A few suggestions and observations from my side:
- Be more specific about what you want to achieve from this project. You may not know it at the beginning (but only after the exploratory analysis) but make sure you say that after you’ve finished the project so that we have a clear view of what goal you are trying to reach. These clear goals will also enable you to remove the irrelevant columns right at the beginning and not spend time cleaning them
- That’s nice that you’ve done some background research on the average odometer value. I think it’s a good proxy to evaluate the age of a typical used car
- Import all of your libraries in the first code cell so that we have an idea of what packages to install before reproducing your analysis
- You can greatly improve your figures if you add axes labels, and a title, remove the top and right spines and play a little bit with colors to make them more natural. I have an article on how to improve plots with a few adjustments. If you are interested, I can also link you to other resources
- I am not sure what you are trying to achieve with a scatter plot. It’s usually used to demonstrate a relationship between two variables… Its subtypes like strip plots can be used to compare distributions (for example, distribution of prices by car brand)
- I believe that dropping every car priced more than $16 200 is too conservative. Take a look at how much the most expensive brands cost. They may easily exceed $20 000 even if they are used (ex. Mercedes). The same applies to retro-cars (which may cost even more than originally)
- Focus on the narrative in MarkDown and leave the technical part to code comments
- Expand your conclusions. You’ve discovered more that you write there
I look forward to seeing the future steps you spoiled at the end
Thank you so much, @artur.sannikov96 ! Your feedback is so valuable, and it means a lot! I definitely will improve those details that you pointed out. I already screened your article and will use it to improve the project and upload it as an update in the post.
About the Jupyter notebook for your notes: it’s an amazing idea.

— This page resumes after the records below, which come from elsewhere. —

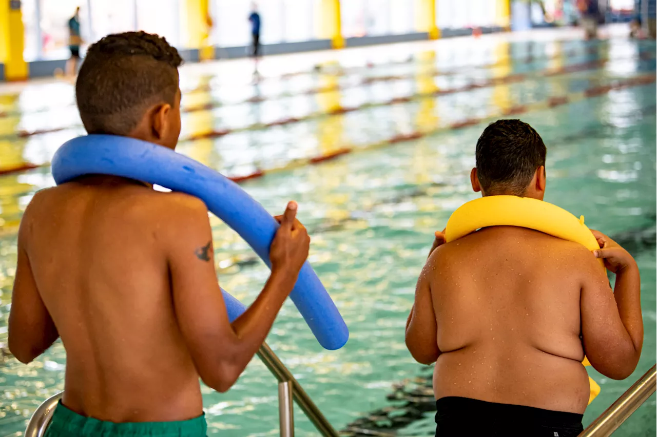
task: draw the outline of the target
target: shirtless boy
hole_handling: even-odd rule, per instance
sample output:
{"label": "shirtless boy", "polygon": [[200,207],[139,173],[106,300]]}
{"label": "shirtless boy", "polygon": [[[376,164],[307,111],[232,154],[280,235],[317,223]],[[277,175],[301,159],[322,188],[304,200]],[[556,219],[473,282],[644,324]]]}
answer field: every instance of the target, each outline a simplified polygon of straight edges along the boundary
{"label": "shirtless boy", "polygon": [[[472,188],[543,199],[545,146],[519,120],[479,138]],[[436,362],[436,436],[568,437],[582,430],[589,386],[581,362],[614,379],[641,353],[639,269],[593,231],[601,249],[512,226],[436,241],[418,281],[406,344]],[[612,292],[597,259],[616,273]]]}
{"label": "shirtless boy", "polygon": [[[174,148],[181,62],[143,32],[93,45],[76,87],[87,131]],[[233,385],[307,257],[296,209],[277,218],[269,279],[231,324],[200,200],[100,175],[37,193],[19,230],[9,347],[29,363],[62,339],[64,396],[47,435],[204,436],[199,377]]]}

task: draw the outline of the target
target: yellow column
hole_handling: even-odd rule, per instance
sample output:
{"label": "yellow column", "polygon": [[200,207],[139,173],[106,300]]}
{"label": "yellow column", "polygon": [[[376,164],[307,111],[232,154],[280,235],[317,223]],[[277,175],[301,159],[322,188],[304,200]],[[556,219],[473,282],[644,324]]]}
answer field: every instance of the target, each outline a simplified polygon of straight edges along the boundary
{"label": "yellow column", "polygon": [[436,2],[439,1],[415,0],[415,28],[419,31],[427,32],[429,39],[440,37],[440,30],[436,25]]}
{"label": "yellow column", "polygon": [[28,78],[28,64],[23,59],[25,30],[20,2],[0,0],[0,61],[5,64],[5,79]]}
{"label": "yellow column", "polygon": [[200,60],[214,58],[214,49],[210,41],[212,20],[210,13],[209,0],[186,0],[184,3],[185,23],[187,47],[198,49]]}
{"label": "yellow column", "polygon": [[511,30],[511,1],[510,0],[496,0],[497,26],[507,31]]}
{"label": "yellow column", "polygon": [[317,37],[330,39],[334,49],[344,47],[340,0],[320,0],[319,7],[316,10],[315,22],[319,30]]}

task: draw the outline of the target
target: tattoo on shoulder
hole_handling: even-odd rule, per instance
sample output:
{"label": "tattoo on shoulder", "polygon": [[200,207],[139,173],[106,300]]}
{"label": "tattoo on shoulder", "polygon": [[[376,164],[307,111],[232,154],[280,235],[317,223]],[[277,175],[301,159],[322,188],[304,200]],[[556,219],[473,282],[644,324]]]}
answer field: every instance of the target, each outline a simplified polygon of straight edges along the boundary
{"label": "tattoo on shoulder", "polygon": [[194,254],[196,255],[196,258],[201,260],[202,261],[210,261],[210,251],[212,250],[212,240],[208,241],[208,244],[203,246],[202,247],[199,247],[196,251],[194,251]]}

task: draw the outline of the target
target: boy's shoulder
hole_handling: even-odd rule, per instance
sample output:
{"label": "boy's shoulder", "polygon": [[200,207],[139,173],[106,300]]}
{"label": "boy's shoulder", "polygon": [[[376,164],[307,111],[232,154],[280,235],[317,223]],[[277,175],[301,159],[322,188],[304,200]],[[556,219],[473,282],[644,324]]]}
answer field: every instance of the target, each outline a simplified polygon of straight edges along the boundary
{"label": "boy's shoulder", "polygon": [[[89,201],[89,199],[84,199],[79,194],[78,190],[68,184],[41,190],[30,200],[23,220],[32,221],[52,217],[55,213],[65,213],[76,203]],[[116,204],[126,215],[134,213],[145,217],[166,217],[171,224],[208,217],[208,207],[203,201],[179,192],[162,192],[146,186],[135,186],[116,197],[102,194],[100,196],[101,201]]]}

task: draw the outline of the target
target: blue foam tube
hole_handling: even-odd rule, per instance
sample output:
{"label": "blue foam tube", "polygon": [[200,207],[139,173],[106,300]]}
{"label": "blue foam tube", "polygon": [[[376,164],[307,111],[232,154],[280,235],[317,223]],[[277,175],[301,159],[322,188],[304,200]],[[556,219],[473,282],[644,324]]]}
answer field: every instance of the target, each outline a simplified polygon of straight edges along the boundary
{"label": "blue foam tube", "polygon": [[246,310],[246,307],[223,288],[221,289],[221,294],[223,295],[223,302],[226,304],[226,311],[228,312],[228,320],[231,321],[231,323],[233,323],[235,319],[241,316],[242,313]]}
{"label": "blue foam tube", "polygon": [[[237,184],[200,163],[156,144],[112,135],[80,136],[57,150],[53,176],[58,184],[91,174],[143,180],[200,198],[271,267],[269,247],[279,224]],[[347,325],[308,262],[290,297],[324,348],[339,349],[347,343]]]}

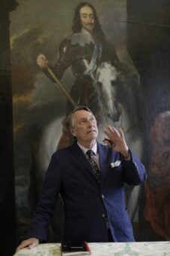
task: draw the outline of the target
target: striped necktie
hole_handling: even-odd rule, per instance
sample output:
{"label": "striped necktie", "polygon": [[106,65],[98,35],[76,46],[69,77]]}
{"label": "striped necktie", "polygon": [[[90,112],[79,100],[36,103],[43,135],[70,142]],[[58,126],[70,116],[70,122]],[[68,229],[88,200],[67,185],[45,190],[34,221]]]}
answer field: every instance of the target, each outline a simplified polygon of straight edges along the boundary
{"label": "striped necktie", "polygon": [[94,153],[94,151],[91,149],[89,149],[88,151],[87,151],[86,154],[88,155],[88,162],[89,162],[91,168],[93,169],[93,171],[94,171],[94,175],[96,176],[96,178],[97,178],[98,182],[100,182],[100,169],[99,169],[99,168],[97,166],[97,164],[96,163],[94,160],[92,158],[92,155]]}

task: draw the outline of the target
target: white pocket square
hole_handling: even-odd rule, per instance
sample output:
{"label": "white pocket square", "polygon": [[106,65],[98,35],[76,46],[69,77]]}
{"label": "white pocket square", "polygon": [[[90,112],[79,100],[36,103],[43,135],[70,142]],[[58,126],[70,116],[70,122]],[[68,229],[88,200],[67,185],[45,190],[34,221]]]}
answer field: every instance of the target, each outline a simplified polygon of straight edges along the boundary
{"label": "white pocket square", "polygon": [[111,165],[112,168],[114,168],[114,167],[117,167],[117,166],[120,166],[120,164],[121,164],[121,161],[120,160],[117,160],[117,161],[115,161],[114,163],[111,163],[110,165]]}

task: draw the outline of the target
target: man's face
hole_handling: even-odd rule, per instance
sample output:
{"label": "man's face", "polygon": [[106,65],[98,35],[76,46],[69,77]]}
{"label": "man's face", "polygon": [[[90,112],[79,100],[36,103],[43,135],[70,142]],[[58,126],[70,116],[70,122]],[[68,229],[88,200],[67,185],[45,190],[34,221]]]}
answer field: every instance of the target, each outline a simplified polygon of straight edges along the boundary
{"label": "man's face", "polygon": [[82,27],[91,33],[95,22],[93,10],[89,6],[85,5],[80,9],[79,15]]}
{"label": "man's face", "polygon": [[92,113],[79,110],[73,114],[71,133],[82,145],[91,143],[98,136],[96,118]]}

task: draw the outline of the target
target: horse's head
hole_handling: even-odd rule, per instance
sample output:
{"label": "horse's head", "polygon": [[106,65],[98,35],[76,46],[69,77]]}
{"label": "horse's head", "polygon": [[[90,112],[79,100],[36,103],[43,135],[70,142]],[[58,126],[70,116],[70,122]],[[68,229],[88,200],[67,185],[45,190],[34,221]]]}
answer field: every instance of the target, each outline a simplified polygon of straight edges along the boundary
{"label": "horse's head", "polygon": [[96,75],[96,87],[103,109],[114,122],[118,121],[121,115],[117,101],[118,75],[116,69],[108,62],[101,63]]}

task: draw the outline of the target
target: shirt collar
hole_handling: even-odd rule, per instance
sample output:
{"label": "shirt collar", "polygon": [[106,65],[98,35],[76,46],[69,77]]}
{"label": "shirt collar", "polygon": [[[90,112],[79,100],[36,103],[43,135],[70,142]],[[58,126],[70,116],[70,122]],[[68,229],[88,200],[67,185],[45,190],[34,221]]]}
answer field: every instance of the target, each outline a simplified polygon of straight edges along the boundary
{"label": "shirt collar", "polygon": [[[82,145],[81,144],[79,144],[78,142],[77,142],[77,145],[78,146],[82,149],[82,152],[84,153],[84,154],[86,154],[87,151],[89,150],[89,148],[85,148],[83,145]],[[94,145],[93,146],[93,148],[91,148],[94,153],[95,154],[95,155],[97,155],[97,142],[96,143],[94,144]]]}

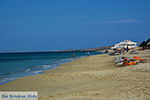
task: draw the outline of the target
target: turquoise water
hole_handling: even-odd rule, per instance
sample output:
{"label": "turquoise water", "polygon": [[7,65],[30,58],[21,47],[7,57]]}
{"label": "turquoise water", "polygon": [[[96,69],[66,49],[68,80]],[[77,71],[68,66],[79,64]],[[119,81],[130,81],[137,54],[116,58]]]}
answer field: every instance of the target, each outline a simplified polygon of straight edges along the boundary
{"label": "turquoise water", "polygon": [[100,52],[0,53],[0,85],[14,79],[43,73],[60,64]]}

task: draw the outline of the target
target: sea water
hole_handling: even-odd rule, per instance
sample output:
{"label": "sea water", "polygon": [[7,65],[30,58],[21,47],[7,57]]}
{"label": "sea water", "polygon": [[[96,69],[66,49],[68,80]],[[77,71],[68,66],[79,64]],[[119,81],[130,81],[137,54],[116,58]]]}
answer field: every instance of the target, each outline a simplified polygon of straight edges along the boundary
{"label": "sea water", "polygon": [[0,53],[0,85],[14,79],[43,73],[60,64],[100,52],[24,52]]}

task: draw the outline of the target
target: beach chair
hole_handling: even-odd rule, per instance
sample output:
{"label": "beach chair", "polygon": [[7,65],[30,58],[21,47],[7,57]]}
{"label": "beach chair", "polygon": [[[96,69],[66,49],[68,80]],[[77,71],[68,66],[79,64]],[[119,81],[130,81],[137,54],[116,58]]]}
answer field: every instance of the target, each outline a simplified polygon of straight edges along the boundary
{"label": "beach chair", "polygon": [[122,57],[116,57],[115,58],[115,64],[117,66],[122,66],[123,65],[123,62],[124,62],[124,59]]}
{"label": "beach chair", "polygon": [[123,62],[124,66],[130,66],[130,65],[136,65],[136,64],[137,62],[134,59],[124,57],[124,62]]}
{"label": "beach chair", "polygon": [[134,56],[133,58],[134,58],[136,61],[138,61],[138,62],[144,63],[144,60],[143,60],[141,57]]}

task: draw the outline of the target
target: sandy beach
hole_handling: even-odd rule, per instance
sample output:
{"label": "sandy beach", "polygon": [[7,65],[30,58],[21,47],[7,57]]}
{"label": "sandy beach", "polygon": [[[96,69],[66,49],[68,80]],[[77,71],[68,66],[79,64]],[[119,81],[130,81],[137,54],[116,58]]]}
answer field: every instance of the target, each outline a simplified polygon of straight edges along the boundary
{"label": "sandy beach", "polygon": [[[150,59],[150,50],[135,55]],[[114,58],[106,54],[80,58],[1,85],[0,91],[38,91],[39,100],[149,100],[150,62],[116,67]]]}

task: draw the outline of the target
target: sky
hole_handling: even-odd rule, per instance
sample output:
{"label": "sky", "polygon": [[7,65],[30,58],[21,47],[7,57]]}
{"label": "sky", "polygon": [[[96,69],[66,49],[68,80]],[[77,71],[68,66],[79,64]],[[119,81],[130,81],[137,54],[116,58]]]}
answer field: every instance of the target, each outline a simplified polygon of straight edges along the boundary
{"label": "sky", "polygon": [[0,0],[0,52],[108,46],[150,38],[150,0]]}

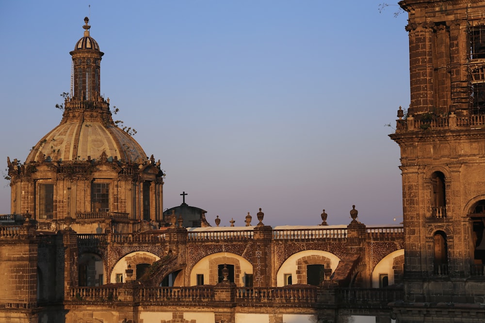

Another wonderful tool for taking granular notes is Obsidian. It allows you to create notes like your brain works, not in one long document but instead, relating granular notes to create something like a second brain where you can easily find topics you wrote while learning about something. Here is a screenshot of mine. I have been using it for a couple of months now, and it’s amazing.
Thank you so much again for your feedback.
Great project @as4, it was very intentional and explanatory
Hi @as4, let me know when you updated the project, and I’ll have a look at it
And thanks for the suggestion for Obsidian. It sounds interesting, I’ll see if I can use it for my notes.